Just as the latter's career drew to a close, Hayley Moorwood (later Bowden) emerged on the scene to carry the creative torch well into the 21st Century. Sadly, the Football Ferns haven't really replaced her since her injury-prompted retirement prior to the 2015 FIFA Women's World Cup Finals.
No surprise there - Jacobson, Cox and Bowden will always be hard acts to follow. It's also no coincidence that "Football Ferns nil" has become an oft-repeated portion of a scoreline since that creative element of our game has disappeared - it's become far easier for our opponents to counteract our game plan and restrict us to scoring via set-pieces or the somewhat primitive and guileless "hit and hope" approach.
Who out there could fill this void, a role not easily occupied? For it requires vision, flair, "X factor", all things which, let's be honest, aren't exactly encouraged in a senior environment in which caution has become something of a watchword in recent times. (Hence so many defence-oriented personnel).
Wall would have been a strong contender for the playmaker role in the Football Ferns, but in her absence, what about the likes of Kate Loye, Briar Palmer or Shontelle Smith?
A few dark horses in there, I'm sure you'll agree, but exactly the type of players necessary to rid the Football Ferns of the modish straitjacket by which they seem bound at present, and get them playing in a far less predictable and more flamboyant fashion than is currently the case.

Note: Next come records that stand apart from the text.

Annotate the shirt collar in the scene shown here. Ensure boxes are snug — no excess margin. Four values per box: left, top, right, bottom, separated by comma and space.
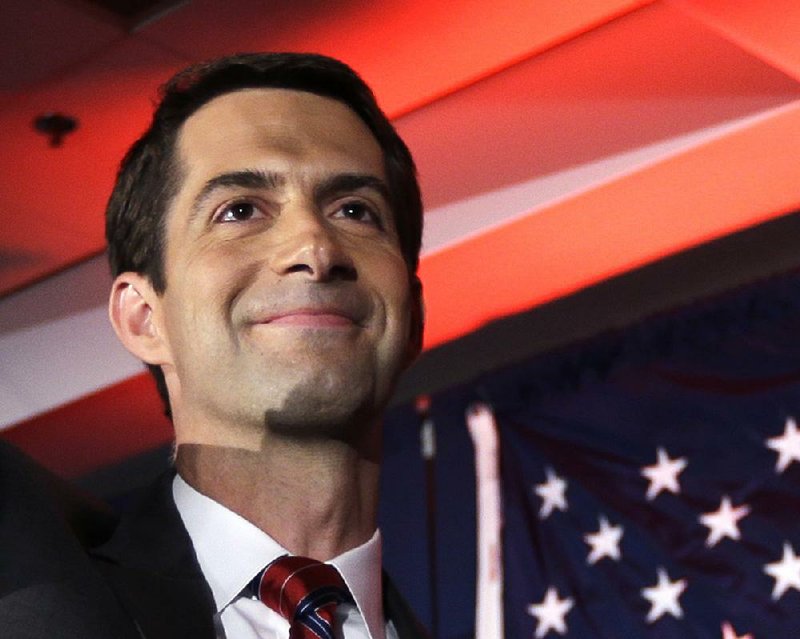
172, 474, 385, 639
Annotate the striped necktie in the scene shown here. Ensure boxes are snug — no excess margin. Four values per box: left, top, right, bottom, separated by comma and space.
251, 555, 353, 639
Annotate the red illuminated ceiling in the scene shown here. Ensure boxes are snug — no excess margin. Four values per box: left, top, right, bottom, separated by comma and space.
0, 0, 800, 474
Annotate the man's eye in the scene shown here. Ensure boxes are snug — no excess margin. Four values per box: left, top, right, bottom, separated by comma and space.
336, 202, 383, 228
215, 202, 261, 222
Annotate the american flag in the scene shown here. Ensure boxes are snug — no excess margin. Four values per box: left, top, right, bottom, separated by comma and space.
472, 272, 800, 639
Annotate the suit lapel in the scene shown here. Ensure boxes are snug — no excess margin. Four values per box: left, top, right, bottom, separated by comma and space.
92, 473, 216, 639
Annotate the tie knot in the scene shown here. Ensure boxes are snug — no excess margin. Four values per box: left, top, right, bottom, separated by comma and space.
253, 555, 351, 624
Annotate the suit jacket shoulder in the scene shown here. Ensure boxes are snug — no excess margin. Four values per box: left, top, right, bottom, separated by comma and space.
91, 473, 216, 639
0, 442, 141, 639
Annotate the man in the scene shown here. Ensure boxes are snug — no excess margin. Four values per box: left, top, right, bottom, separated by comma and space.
0, 54, 424, 639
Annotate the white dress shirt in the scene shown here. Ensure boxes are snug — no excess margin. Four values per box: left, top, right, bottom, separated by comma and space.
172, 475, 398, 639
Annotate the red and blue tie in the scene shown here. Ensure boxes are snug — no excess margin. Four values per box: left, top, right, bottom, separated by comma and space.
251, 555, 353, 639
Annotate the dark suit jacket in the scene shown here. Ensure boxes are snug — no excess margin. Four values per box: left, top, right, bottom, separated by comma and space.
0, 444, 428, 639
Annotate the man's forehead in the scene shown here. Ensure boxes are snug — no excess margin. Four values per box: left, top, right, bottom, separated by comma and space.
175, 88, 383, 175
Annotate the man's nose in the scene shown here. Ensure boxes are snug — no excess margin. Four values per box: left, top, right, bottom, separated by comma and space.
270, 209, 356, 282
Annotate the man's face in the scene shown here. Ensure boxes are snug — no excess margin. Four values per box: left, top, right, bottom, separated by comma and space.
153, 89, 417, 443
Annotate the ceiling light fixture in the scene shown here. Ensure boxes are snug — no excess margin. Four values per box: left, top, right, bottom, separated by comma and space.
33, 113, 78, 146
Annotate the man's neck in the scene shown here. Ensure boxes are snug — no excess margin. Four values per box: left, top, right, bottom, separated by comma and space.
176, 439, 379, 561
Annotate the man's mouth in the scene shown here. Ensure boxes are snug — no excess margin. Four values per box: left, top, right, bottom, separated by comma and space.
261, 309, 356, 328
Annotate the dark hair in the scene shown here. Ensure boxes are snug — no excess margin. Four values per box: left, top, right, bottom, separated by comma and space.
106, 53, 422, 415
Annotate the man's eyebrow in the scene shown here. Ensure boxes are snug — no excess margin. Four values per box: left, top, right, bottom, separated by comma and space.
314, 173, 390, 202
192, 169, 286, 219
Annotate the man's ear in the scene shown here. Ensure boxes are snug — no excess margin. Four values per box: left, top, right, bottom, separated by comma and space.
108, 272, 169, 365
406, 275, 425, 366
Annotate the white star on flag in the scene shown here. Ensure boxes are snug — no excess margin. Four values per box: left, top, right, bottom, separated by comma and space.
767, 417, 800, 473
583, 517, 623, 564
764, 543, 800, 601
528, 586, 575, 638
722, 621, 753, 639
642, 446, 689, 500
642, 568, 686, 623
534, 468, 567, 519
700, 496, 750, 548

Look at the teams which reached the FIFA Women's World Cup quarter-finals as evidence of how we should be looking to play the game. Every single one of them has someone in their starting line-up well capable of influencing proceedings via their spontaneity - Kosovare Asllani (Sweden), Amandine Henry (France), Lieke Martens (Holland) and Megan Rapinoe (USA) are four who instantly spring to mind.
New Zealand needs to follow the lead being shown us by these nations and others. If we aspire to reach those levels, we need to change what we're doing, 'cause it clearly ain't working on the evidence of France 2019, never mind beforehand.

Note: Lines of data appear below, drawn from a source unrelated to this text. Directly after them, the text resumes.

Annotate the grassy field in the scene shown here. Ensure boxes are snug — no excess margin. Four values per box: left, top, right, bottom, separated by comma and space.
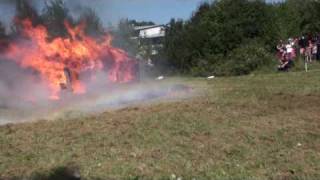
0, 68, 320, 180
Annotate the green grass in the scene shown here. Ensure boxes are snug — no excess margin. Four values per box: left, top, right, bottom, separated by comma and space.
0, 71, 320, 180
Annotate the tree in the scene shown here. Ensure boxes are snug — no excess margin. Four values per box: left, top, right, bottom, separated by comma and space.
42, 0, 73, 38
112, 19, 139, 55
80, 8, 105, 36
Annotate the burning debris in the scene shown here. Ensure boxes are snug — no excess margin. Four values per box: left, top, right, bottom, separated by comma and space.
3, 19, 136, 100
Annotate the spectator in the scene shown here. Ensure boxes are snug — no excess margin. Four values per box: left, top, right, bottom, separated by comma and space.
299, 36, 308, 55
316, 34, 320, 61
305, 40, 313, 63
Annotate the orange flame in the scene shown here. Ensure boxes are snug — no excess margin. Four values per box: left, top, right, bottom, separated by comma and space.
6, 19, 135, 100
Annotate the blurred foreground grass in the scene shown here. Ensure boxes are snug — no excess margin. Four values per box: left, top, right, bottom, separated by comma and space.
0, 71, 320, 180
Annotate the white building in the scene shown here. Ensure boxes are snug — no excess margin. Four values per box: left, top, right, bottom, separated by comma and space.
135, 25, 165, 38
134, 25, 166, 55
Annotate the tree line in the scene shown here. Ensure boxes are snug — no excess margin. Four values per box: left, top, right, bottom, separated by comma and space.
163, 0, 320, 76
0, 0, 320, 76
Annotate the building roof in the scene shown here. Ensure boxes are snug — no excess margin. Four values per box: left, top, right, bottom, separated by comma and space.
134, 25, 164, 31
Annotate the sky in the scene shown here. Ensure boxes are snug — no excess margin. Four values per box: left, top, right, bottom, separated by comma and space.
0, 0, 278, 26
67, 0, 211, 24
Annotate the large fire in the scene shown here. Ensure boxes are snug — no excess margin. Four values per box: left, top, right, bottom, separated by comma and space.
5, 19, 136, 100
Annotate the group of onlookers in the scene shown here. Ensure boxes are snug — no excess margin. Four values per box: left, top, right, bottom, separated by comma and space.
277, 35, 320, 71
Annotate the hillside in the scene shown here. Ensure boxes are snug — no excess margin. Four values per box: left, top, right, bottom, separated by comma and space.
0, 71, 320, 179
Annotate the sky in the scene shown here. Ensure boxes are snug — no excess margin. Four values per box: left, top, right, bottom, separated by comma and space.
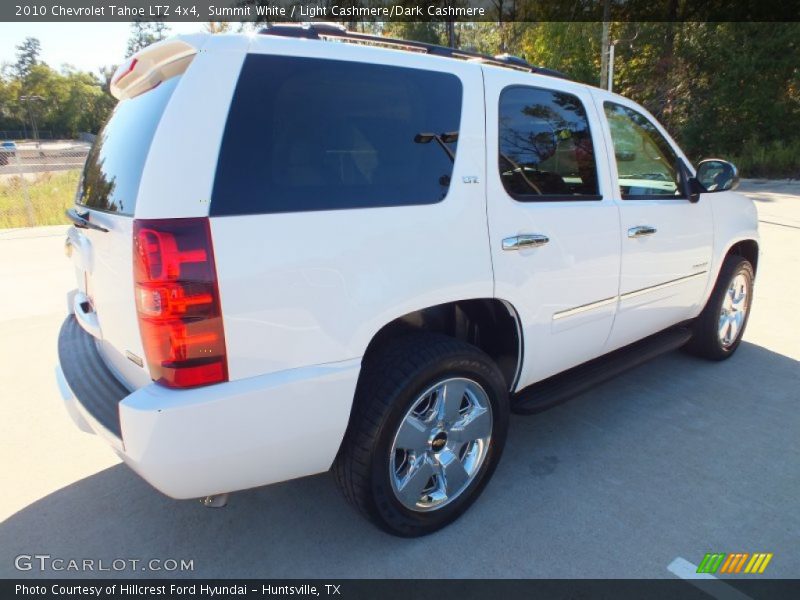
0, 23, 204, 73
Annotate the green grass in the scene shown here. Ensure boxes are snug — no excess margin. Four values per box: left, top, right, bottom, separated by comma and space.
731, 139, 800, 178
0, 169, 80, 229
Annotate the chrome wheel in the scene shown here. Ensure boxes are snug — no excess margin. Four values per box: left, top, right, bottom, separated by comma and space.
389, 377, 493, 512
717, 273, 750, 350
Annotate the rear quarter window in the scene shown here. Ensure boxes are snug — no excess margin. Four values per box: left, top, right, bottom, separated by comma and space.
77, 77, 180, 215
210, 54, 462, 215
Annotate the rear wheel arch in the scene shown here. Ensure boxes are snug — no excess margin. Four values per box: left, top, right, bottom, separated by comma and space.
362, 298, 523, 390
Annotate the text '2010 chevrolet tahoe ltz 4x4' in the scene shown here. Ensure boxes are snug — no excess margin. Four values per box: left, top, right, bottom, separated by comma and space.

It's not wholesale changes that are required, though. Just prudent pruning of the apple tree to make it blossom again.
Part of that pruning will see some of those who've served our cause so well over many years needing to consider their long-term futures at international level and, resultingly, call time on their distinguished Football Ferns careers before Tokyo 2020.
It's not for me to name names - I've always maintained that those who serve a cause for lengthy periods, be it in sport or employment, should be allowed to bow out on their own terms - but let's just say it wouldn't be in the Football Ferns' best interests if all thirteen 2011 veterans are still in contention for Olympic selection this time next year.

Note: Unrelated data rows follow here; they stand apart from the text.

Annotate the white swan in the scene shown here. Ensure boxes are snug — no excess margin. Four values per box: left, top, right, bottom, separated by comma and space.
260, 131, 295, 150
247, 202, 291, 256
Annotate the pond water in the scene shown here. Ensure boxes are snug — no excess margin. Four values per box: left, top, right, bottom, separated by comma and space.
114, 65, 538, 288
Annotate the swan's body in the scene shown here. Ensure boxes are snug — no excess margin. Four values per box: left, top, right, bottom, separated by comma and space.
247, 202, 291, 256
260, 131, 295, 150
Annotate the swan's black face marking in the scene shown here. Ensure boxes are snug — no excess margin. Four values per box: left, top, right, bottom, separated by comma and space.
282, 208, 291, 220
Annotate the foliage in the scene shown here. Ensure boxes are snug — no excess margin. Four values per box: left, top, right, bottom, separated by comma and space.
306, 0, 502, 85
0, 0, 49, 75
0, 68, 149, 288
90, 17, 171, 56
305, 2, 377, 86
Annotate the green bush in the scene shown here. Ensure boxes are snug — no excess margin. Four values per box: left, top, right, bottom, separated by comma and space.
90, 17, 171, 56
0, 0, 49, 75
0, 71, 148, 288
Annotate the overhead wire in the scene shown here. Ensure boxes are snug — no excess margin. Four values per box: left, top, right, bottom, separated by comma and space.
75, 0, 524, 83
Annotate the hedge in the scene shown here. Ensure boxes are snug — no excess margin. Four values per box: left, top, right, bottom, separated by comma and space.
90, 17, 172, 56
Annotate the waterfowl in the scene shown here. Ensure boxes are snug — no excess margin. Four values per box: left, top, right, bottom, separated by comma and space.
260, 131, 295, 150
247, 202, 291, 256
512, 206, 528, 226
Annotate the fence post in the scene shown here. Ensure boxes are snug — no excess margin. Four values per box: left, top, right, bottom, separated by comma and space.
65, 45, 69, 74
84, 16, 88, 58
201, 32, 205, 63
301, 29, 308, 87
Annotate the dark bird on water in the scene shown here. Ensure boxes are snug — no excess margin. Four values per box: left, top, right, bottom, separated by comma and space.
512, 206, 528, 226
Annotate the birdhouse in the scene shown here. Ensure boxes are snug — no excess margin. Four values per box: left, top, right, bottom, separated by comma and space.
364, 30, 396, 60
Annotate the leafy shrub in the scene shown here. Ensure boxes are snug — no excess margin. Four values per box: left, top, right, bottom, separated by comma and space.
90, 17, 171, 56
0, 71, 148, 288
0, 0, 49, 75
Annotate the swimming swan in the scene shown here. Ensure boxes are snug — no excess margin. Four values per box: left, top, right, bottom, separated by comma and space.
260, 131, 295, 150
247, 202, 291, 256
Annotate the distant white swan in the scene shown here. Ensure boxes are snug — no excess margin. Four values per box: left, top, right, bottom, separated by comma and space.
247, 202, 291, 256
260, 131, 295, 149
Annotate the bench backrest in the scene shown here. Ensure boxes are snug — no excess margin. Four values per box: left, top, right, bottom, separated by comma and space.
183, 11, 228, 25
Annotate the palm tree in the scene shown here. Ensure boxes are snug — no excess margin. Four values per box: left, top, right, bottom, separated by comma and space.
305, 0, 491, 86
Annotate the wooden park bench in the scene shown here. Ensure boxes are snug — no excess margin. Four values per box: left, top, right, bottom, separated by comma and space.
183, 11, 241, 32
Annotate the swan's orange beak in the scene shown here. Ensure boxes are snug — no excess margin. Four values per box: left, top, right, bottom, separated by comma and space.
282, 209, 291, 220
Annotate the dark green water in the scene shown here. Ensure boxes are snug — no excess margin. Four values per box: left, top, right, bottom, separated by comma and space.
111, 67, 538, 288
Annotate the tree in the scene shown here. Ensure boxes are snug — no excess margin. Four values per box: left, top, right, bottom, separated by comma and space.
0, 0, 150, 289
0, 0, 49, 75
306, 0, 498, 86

"It seems a shame", the Walrus said, "to play them such a trick, after we've brought them out so far, and made them trot so quick!"
Changes are necessary, however, both in terms of personnel and our style of play. Over to you, Tom Sermanni!
The Young Ferns showed that all is not doom and gloom, of course, capturing the imagination of the nation at Uruguay 2018 via an effervescent brand of football which led them to an unprecedented third placing at the FIFA U-17 World Cup Finals.
It'll be a few years before those players boast the necessary experience to shine at senior level, however. Meantime, the Football Ferns need a quick fix in order to recover at least some of the ground we have to make up in global terms ahead of next year's Olympics.
The evidence has been there for all to see at France 2019 of the path down which we much travel to get things back on track, something which Holland and the USA, two of the teams to whom we've lost in our last six internationals, will underline when contesting the FIFA Women's World Cup Final, the game's holy grail to which we can only aspire for now.